Артему от этого стало смешно. На Дитриха он уже глядел немного из-под облаков. Оттуда многое смешным могло показаться. Но не все.
– Мужик, – Артем вытер губы тыльной стороной ладони, показал Дитриху жидкую кровь. – Дай помереть спокойно.
– Облученный? – понял Дитрих и отодвинулся. – Ты тот сталкер, что ли? Завербованный?
Артем под столом потянул на себя осторожно револьвер, чтобы бойком за карман не цеплялся.
– Знал Гомера?
– Тебя разве там не убили, на Театральной?
– Как видишь.
Похоже, в жизненное пространство Дитмар его без лишних согласований определил.
– Ладно… Если ты ветеран наш…
– Не ори. Тут вокруг уши.
– Здесь они. Выбрались. Рядом пьют. И тот, и другой. Тоже мои подопечные. Проводить?
– Проводи.
Гомер жив. Слава тебе. Надо его найти, подождешь, Саша?
Это Артему неделя осталась или сколько там. А Гомер никуда не собирался. Надо хотя бы Гомеру, в его тетрадку, исповедоваться. Пускай запишет все себе. Про вышки, про ямы, про туннели, про грибы и про патроны. Про Орден про блядский пускай запишет все. И главное, святое – про то, что мир есть.
Хотел историю, вот тебе история.
Оказывается, старик всего-то в двадцати метрах сидел. Пили с Ильей Степановичем угрюмо, не чокались.
А увидел Артема – загорелся.
Гомер был встрепан – седые волосики венцом вокруг лысины топорщились и в лампочном желтом свете казались золотым нимбом. Оправился. В руках у него была курица – та самая, Олежкина. Никто ей не отвернул шею, никто в суп не сунул; она отожралась даже на фашистских кормах, лоснилась, зараза.
Артем поднялся к нему, обнял старика. Сколько не виделись? Год?
– Живой.
– И ты живой.
– Ты как, дед?
– Я-то как? Да вот. Начали с Ильей… Работать, – Гомер посмотрел на Артемова провожатого. – Здравствуйте.
– И как идет? – спросил Артем у Ильи Степановича.
– Хорошо, – ответил тот Дитриху. – Пишем. Получается.
– Славно, – сказал Артем. – Пойдем, деда, пройдемся, что ли? Спасибо, геноссе, – кивнул он Дитриху. – Век не забуду.
Дитриху нужно было, конечно, за ними, подслушивать. Но за соломенным дождем стыли грибы и грелась бодяга. И Рейха больше, кажется, не было.
– Со станции ни ногой! – строго распорядился он. – До дальнейших распоряжений.
Побрели через комнатенки: бабы на коридор как бусы насажены. Как тут найти угол поукромней?
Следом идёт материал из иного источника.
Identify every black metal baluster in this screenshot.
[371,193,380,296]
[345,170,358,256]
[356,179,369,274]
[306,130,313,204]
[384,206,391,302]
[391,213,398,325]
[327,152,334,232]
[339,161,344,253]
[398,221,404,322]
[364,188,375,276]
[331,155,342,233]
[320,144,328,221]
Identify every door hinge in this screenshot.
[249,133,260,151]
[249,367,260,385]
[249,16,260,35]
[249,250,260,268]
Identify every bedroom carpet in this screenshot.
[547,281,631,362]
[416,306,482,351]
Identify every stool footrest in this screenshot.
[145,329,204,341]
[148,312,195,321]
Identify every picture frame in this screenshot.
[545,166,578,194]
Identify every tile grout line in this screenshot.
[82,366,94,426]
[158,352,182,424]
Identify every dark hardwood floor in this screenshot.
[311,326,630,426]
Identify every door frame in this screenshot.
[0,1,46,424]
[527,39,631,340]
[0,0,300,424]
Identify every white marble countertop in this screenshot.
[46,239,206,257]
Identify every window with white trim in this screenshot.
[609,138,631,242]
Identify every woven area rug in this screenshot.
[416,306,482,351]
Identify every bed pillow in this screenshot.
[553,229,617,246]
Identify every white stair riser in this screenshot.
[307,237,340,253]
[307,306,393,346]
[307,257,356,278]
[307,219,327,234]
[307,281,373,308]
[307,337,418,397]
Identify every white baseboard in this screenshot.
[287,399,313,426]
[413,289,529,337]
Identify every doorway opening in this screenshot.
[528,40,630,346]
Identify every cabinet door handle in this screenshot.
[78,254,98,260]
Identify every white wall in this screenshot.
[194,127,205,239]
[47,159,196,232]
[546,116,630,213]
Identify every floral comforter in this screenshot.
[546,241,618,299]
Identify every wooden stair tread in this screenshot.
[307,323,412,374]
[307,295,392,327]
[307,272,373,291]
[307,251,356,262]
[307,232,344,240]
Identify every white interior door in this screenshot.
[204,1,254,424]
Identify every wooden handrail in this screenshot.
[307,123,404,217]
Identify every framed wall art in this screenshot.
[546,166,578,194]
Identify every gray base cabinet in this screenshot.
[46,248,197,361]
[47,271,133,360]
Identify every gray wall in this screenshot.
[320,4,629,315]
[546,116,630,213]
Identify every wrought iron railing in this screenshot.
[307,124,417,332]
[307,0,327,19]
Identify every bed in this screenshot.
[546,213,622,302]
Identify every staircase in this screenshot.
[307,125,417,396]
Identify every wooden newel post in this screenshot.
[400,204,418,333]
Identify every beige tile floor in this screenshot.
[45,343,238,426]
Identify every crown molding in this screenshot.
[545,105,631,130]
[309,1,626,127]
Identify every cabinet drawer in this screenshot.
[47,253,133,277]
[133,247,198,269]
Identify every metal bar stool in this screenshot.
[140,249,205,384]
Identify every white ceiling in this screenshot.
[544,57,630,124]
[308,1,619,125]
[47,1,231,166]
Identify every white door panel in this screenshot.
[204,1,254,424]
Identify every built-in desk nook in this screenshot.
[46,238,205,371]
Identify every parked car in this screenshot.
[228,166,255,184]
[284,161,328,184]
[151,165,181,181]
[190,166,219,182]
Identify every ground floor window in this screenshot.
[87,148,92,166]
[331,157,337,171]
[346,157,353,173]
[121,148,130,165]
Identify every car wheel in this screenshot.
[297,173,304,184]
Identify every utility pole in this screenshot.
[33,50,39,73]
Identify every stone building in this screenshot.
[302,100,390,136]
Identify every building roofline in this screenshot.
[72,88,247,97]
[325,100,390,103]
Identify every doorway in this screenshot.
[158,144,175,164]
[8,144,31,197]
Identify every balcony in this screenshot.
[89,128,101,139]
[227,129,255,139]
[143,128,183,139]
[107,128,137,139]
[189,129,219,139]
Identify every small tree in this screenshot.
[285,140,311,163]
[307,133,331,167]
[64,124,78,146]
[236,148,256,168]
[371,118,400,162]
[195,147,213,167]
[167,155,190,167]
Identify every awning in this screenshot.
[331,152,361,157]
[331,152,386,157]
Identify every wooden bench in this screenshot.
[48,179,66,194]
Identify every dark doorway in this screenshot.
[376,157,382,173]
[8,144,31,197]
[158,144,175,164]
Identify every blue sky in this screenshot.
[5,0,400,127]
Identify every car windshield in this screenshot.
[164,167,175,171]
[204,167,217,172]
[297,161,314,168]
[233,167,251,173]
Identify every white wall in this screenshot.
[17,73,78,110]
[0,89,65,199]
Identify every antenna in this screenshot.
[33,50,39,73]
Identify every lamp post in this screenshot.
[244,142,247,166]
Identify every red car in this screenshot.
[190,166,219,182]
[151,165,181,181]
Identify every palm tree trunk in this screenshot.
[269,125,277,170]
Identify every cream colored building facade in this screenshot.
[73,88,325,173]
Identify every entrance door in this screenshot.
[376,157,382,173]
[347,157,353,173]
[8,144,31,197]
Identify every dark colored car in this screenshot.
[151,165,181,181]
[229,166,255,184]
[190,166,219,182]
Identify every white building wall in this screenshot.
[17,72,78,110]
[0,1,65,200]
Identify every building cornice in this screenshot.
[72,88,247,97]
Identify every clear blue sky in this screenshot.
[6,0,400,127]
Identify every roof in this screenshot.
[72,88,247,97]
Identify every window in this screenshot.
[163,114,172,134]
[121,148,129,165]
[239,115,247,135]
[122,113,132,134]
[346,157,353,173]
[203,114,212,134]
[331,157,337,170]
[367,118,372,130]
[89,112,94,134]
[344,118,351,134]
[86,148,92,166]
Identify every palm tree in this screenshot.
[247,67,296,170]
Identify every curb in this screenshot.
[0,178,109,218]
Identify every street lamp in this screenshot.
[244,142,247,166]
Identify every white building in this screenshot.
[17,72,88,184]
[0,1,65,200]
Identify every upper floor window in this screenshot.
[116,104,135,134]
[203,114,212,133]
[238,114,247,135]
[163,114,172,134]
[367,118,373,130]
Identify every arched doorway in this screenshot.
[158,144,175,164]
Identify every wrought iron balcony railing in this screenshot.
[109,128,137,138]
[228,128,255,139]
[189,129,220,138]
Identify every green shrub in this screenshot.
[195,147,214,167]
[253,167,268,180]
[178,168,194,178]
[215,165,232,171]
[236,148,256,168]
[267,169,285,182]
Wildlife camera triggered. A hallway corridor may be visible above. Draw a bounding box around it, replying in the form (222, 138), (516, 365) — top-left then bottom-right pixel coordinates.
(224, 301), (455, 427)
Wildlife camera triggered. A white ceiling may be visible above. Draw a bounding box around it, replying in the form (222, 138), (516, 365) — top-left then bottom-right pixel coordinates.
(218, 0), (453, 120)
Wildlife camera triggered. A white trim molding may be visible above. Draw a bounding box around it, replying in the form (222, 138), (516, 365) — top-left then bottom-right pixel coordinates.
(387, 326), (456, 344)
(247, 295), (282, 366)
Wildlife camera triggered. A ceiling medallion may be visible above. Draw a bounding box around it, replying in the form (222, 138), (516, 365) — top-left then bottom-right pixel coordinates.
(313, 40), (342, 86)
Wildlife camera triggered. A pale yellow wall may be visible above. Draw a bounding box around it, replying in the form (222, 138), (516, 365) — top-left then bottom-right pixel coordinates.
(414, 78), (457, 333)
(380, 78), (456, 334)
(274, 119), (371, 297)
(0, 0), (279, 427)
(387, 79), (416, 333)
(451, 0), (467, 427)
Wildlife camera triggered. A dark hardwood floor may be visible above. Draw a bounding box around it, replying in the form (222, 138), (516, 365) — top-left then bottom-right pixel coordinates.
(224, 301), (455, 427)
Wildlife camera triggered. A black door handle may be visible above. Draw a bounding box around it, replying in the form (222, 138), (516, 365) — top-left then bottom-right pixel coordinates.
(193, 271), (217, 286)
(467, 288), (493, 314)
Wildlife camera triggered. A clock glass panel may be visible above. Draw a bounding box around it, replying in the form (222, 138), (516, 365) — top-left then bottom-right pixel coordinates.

– Пишется? – уточнил у Гомера Артем пока что.
– Не то чтобы.
– А что?
– У Ильи жена повесилась. Наринэ. Пьет он.
– Когда? Когда случилось?
– Ну, пару дней мы поработали – и… А фюрер требовал… Каждый день приходил лично, читал, спрашивал. Пришлось мне за двоих, в общем. Зато Илья обещал в соавторы взять. Имя на обложке и все дела. Лестно?
– Ого, – Артем поглядел на Гомера. – И как он, фюрер?
– Ну… Если так… В быту… То обычный.
– Обычный, – сказал Артем. – Надо же. Самый обычный человек. И тоже наверняка какой-нибудь Василий Петрович.
– Евгений Петрович, – поправил его Гомер.
– Почти, – усмехнулся Артем. – До уродов дошли уже? В учебнике?
– Не успели, – ответил Гомер и мимо посмотрел. – И теперь непонятно уже, успеем ли. Все разбежались. Рейху конец. Фюрер делся куда-то.
Курица расправила крылья, как будто бы для полета; а Гомер, зная уже куриные повадки, выставил ее на вытянутых руках подальше. Она поджалась и нагадила на пол.
– Несется хоть? – поинтересовался Артем.
– Нет. Бойкотирует, – невесело улыбнулся старик. – Хоть я ее уже скорлупой и запичкал. Фиг знает, в чем дело.
Шли далее, разговаривали мимо битых фашистов и вдохновленных блядей, под чужими ахами и охами, между посвистом хлыста, подстраиваясь под ритм чьей-то испорченной любви.
– Ну что. Не придется зато совесть глушить, – сказал Артем, чувствуя, как через усталость подступает зуд: все рассказать. – Теперь можешь свою собственную книгу. Как хотел.
– Свою, которую никто печатать не станет.